Divisions of Philosophy
I. Ontology is the philosophical study of being. More broadly, its studies
concepts that directly relate to being, in particular becoming, existence,
reality, as well as the basic categories of being and their relations.
II. Epistemology. Epistemology is a Greek word translated as the theory of
knowledge. Epistemology is a foundational area for other areas of
philosophy. Epistemology involves three main areas: (l) the source or
ways to knowledge. How do we know what we claim to know? How do
we know certain kinds of things? (2) The nature of knowledge. What do
we mean when we say we know something? If I declare I know a pin oak
tree, do I know this directly or indirectly? (3) The validity of knowledge.
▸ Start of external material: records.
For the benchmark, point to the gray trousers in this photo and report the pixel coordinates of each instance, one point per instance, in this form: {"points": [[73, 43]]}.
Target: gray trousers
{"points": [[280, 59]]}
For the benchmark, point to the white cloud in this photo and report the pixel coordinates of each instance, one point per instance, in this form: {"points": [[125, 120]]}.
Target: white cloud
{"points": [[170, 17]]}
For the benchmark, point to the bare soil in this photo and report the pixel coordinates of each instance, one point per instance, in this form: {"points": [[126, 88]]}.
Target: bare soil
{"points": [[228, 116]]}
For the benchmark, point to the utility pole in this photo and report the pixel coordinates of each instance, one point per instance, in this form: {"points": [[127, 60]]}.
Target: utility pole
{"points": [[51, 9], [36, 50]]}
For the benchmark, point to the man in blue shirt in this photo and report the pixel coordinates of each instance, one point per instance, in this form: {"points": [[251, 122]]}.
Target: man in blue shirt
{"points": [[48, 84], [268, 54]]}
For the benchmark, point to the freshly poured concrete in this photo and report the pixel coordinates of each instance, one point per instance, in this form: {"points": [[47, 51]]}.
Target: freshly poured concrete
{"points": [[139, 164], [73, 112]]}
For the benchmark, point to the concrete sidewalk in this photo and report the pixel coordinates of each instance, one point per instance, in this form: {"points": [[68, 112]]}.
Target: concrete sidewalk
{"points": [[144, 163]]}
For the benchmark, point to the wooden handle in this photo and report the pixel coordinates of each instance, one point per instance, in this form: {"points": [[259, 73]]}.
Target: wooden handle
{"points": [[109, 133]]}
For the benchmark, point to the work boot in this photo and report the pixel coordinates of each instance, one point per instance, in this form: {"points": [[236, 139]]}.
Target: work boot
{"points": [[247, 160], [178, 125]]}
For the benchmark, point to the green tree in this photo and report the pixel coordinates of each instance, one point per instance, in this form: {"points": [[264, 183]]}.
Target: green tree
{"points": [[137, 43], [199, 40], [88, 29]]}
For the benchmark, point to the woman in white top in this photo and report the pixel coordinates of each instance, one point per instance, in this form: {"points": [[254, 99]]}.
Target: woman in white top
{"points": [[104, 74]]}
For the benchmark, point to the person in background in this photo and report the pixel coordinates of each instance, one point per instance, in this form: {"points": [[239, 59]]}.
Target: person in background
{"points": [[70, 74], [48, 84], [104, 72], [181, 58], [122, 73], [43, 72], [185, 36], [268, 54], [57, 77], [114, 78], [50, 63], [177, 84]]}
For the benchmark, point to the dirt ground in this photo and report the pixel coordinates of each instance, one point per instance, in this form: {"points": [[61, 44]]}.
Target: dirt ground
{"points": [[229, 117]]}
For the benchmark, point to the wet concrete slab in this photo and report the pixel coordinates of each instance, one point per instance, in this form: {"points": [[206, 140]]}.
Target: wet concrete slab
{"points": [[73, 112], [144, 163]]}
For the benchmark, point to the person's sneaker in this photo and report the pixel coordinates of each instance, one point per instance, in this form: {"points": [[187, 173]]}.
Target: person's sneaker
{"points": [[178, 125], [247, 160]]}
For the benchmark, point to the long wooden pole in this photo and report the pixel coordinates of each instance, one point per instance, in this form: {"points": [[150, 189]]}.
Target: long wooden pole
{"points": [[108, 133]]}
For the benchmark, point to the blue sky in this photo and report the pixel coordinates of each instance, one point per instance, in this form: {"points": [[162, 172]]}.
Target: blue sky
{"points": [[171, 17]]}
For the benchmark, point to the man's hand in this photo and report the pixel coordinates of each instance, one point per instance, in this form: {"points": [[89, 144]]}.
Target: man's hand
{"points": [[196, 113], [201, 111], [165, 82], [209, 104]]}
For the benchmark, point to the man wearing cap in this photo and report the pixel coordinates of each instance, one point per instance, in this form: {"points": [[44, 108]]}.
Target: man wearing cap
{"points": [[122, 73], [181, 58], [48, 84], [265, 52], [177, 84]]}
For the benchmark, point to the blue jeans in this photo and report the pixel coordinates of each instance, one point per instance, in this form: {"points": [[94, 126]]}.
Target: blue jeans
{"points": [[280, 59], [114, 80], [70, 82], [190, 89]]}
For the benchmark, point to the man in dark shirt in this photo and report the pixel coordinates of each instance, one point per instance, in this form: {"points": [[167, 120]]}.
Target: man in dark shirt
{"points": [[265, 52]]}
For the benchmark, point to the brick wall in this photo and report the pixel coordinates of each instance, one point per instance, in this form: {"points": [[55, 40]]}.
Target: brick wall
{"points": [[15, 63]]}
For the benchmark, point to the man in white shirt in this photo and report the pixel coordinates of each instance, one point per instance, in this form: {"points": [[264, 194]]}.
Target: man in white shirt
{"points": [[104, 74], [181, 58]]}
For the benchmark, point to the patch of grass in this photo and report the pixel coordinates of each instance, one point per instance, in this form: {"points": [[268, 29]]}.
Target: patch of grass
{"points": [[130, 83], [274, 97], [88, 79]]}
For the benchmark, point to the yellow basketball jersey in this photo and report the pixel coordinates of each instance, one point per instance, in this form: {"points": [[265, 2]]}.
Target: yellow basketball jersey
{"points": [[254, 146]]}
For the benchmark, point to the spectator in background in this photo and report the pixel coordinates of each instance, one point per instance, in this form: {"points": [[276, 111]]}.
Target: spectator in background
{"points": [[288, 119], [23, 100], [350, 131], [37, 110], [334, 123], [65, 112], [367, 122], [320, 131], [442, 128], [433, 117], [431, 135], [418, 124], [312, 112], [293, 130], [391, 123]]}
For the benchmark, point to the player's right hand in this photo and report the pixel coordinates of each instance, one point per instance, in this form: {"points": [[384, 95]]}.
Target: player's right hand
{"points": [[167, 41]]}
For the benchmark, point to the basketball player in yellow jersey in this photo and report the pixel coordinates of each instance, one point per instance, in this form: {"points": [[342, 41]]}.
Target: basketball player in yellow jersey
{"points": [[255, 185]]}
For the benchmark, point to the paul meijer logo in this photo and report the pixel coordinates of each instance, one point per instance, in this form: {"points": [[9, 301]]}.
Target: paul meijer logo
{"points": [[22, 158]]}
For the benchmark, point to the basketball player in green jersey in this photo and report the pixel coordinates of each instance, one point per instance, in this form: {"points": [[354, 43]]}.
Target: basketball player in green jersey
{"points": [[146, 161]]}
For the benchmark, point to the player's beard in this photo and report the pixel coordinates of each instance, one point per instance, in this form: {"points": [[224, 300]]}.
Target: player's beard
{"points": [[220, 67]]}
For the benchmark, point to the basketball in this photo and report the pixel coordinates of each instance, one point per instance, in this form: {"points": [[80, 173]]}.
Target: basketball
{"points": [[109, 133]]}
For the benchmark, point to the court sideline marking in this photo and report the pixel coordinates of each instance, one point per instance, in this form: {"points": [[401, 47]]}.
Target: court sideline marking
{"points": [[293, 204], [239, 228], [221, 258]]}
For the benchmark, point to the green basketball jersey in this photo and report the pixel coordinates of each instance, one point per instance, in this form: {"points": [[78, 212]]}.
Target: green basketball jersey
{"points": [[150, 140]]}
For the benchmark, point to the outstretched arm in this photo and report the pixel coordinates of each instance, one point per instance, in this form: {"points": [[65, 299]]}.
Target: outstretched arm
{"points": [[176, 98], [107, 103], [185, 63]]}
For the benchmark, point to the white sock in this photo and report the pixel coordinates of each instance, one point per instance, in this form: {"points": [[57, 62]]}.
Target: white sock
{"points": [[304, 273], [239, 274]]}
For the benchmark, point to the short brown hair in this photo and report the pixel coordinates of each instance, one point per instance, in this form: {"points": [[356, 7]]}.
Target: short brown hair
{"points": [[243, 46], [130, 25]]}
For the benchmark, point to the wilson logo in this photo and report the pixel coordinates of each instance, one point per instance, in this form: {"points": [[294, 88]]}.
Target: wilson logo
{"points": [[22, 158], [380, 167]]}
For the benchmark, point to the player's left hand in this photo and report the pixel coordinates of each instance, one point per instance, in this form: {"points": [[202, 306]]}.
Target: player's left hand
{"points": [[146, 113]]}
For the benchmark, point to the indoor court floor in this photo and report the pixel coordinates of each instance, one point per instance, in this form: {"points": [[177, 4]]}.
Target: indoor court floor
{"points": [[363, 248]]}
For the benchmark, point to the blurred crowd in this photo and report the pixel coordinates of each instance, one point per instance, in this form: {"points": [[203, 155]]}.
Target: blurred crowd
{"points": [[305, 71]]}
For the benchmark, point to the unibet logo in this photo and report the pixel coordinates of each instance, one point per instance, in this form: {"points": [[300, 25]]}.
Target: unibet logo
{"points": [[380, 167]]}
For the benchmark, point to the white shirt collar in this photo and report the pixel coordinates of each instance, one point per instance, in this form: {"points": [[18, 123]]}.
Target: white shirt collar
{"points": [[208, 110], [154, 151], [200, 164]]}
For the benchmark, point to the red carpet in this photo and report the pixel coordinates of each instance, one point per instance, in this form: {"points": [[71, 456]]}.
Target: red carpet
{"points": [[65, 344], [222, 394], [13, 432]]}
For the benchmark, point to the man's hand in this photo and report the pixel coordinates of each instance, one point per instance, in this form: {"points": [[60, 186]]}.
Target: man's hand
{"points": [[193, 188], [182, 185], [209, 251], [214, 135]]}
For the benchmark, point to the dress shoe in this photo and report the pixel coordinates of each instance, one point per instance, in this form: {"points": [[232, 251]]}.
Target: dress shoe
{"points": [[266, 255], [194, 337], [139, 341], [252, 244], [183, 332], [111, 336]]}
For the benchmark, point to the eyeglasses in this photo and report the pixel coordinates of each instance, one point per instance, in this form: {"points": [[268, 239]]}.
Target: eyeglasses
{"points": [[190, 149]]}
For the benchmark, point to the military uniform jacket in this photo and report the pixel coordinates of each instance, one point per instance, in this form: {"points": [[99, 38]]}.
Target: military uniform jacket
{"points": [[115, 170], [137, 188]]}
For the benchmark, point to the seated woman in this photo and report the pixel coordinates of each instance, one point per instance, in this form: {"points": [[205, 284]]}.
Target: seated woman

In this the matter of truth or falsity is considered. How do I claim to
know that something is true? Why is one statement regarded as true or
false? These three issues will be considered in the next four chapters.
III. Axiology. Axios, the Greek word of worth, is related to two different
areas of worth. There is, first, moral worth, or ethics. Ethics is a
discipline concerning human moral behavior and raises the questions of
right or wrong. Ethics has generally been the science or discipline of
what human behavior ought to be in contrast to a discipline like
sociology which is the study of what human behavior is. The second area,
aesthetics, is concerned with the beautiful. What is a beautiful work of
art? music? sculpture? What makes a beautiful woman? a handsome
man? an ugly one? Aesthetics seeks to give some answers to these
questions.
IV. Ethics or moral philosophy, which is concerned with human values and
how individuals should act.
V. Aesthetics or esthetics, which deals with the notion of beauty and the
philosophy of art.
VI. Logic. Logic is a term used to describe the various types of reasoning
structures, the relationship of ideas, deduction and inference, and in
modern times. symbolic logic which becomes quite mathematical. Logic
is too technical to consider in the confines of a general introduction to
philosophy. There are many excellent texts that may be consulted for a
general look at logic.
History of Philosophy
Origin
The term philosophy is derived from the Greek words phylos meaning "to love"
and sophie meaning "wisdom". More broadly understood, it is the study of the most basic and the
most profound matters of human existence. Philosophy, in the West, began in the Greek colony
of Miletus with Thales (who, according to ancient sources, was the first to ask “What is the basic
stuff of the universe from which all else comes?”) but spread outward in the works of subsequent
thinkers and writers to reach its heights in the works of Plato and his pupil Aristotle. The
mathematician and mystic Pythagoras (famed for his Pythagorean Theorem today) was the first
to call himself a philosopher. If philosophy is understood simply as the study of metaphysics and
epistemology, of logic and ethics, of aesthetics and politics, or of any of these "branches"
separately, then the onus of tracing her provenience becomes considerably lighter. We know, for
example, that the Milesians, led by Thales, were making important investigations into nature as
early as the seventh century B.C.; eastern teachers and prophets such as Lao-Tse, Confucius, and
the Buddha were contemplating moral ideals and concepts during the sixth century B.C. The pre-
Socratic philosophers (Heraclitus, Empedocles, Parmenides, Zeno) followed with their
formulations and speculations, and in the wings were three of history's most prodigious
philosophical minds (Socrates, Plato, Aristotle).